Niterói, 16 de abril de 2013

Para Willian Lizardo


Alma, prende-me dentro de ti.

Cada dia que se ergue, e lá se vão muitos, é seguido pelo estreitar de suas correntes em volta de meu coração. Chega a arrancar-me lágrimas e sangue: dói, alma; dói estar perto de você, dói estar longe. Sangro. Olho para meus pulsos, choro. Lágrimas de alegria pelo cativeiro. Saibas que meu cadafalso é tua existência, e sinto que a qualquer momento pode arrancar-me a cabeça. Se acontecer, serei um corpo inerte. Até lá, não hei de fugir, querido algoz. As paredes de minha prisão são mais desejáveis que os quartos palacianos dos monarcas que sempre passeiam por nossa prosa. 

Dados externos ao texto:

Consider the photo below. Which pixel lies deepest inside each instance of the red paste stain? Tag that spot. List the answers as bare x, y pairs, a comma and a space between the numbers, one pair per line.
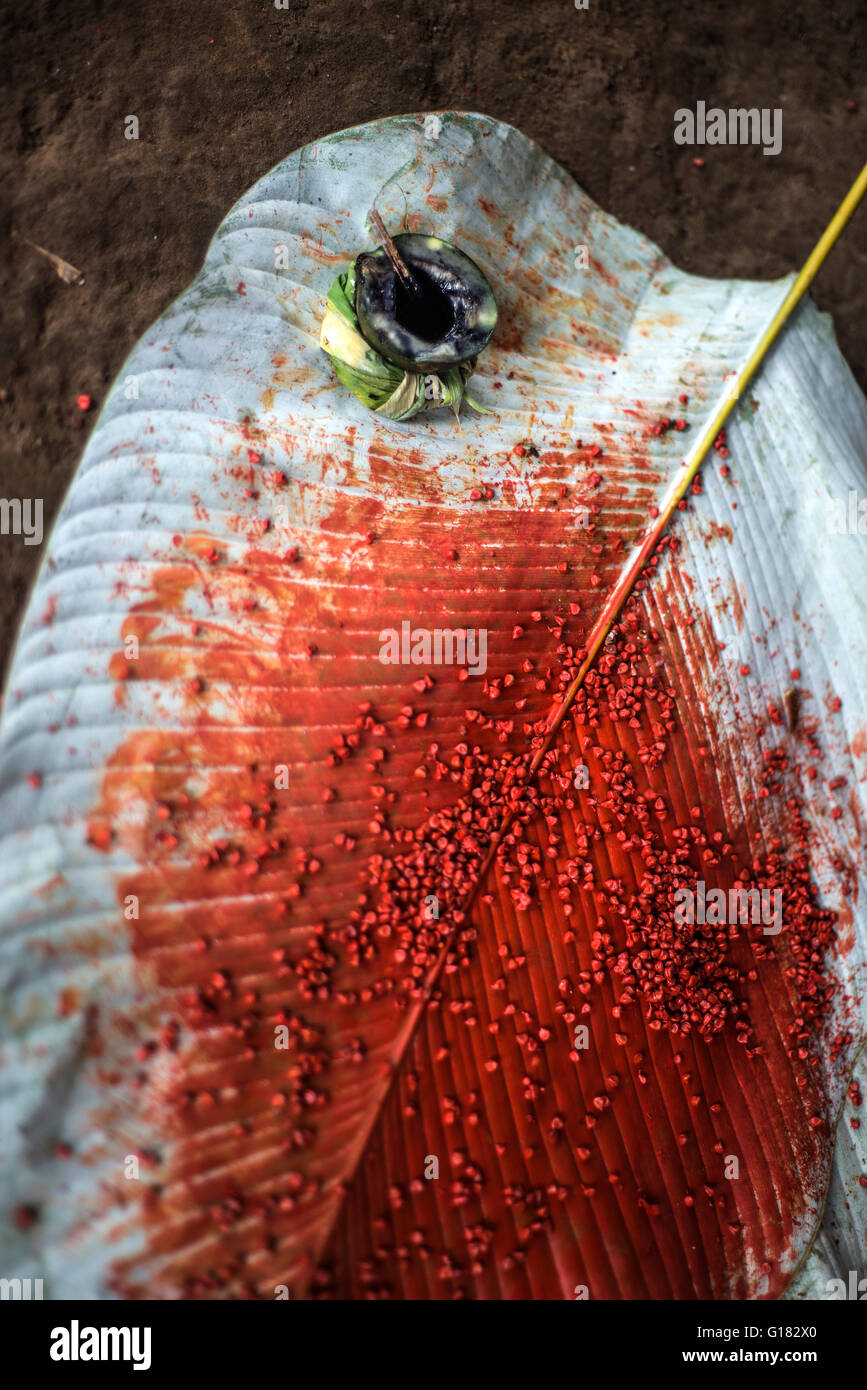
367, 937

Estamos envenenados, meu outro eu. Fomos feridos pelo frio branco da imensa lua, a única de nossas vidas, que acima de nossas cabeças lançava feitiços peçonhentos. Se tentarem nos salvar, o antídoto há de matar a ambos. Eu, porque estou em você, você, porque está em mim. Uma paráfrase montaigniana, tu que dizes que nós filósofos gostamos de apontar os dedos. 

Quem diria...

Se um dia nos avisassem que o amor desvairado e o desprezo que à ele fazia frente cederiam lugar à uma amizade para além da amizade, certamente zombaríamos de tal espalhafatão. Não compreendem, porque não é algo que se aconteça com frequência. O mundo precisa de milhares de anos para fazer surgir algo como isto. Montaigne, novamente... um beijo no coração, querido!

Escrevo cartas para alguém cujas palavras são desnecessárias. Linhas e mais linhas para alguém cujos versos sempre são mais profundos que os meus. És mestre poeta e músico, eu, retórico e sóbrio. Pago meus tributos à você, aedo e rapsodo. 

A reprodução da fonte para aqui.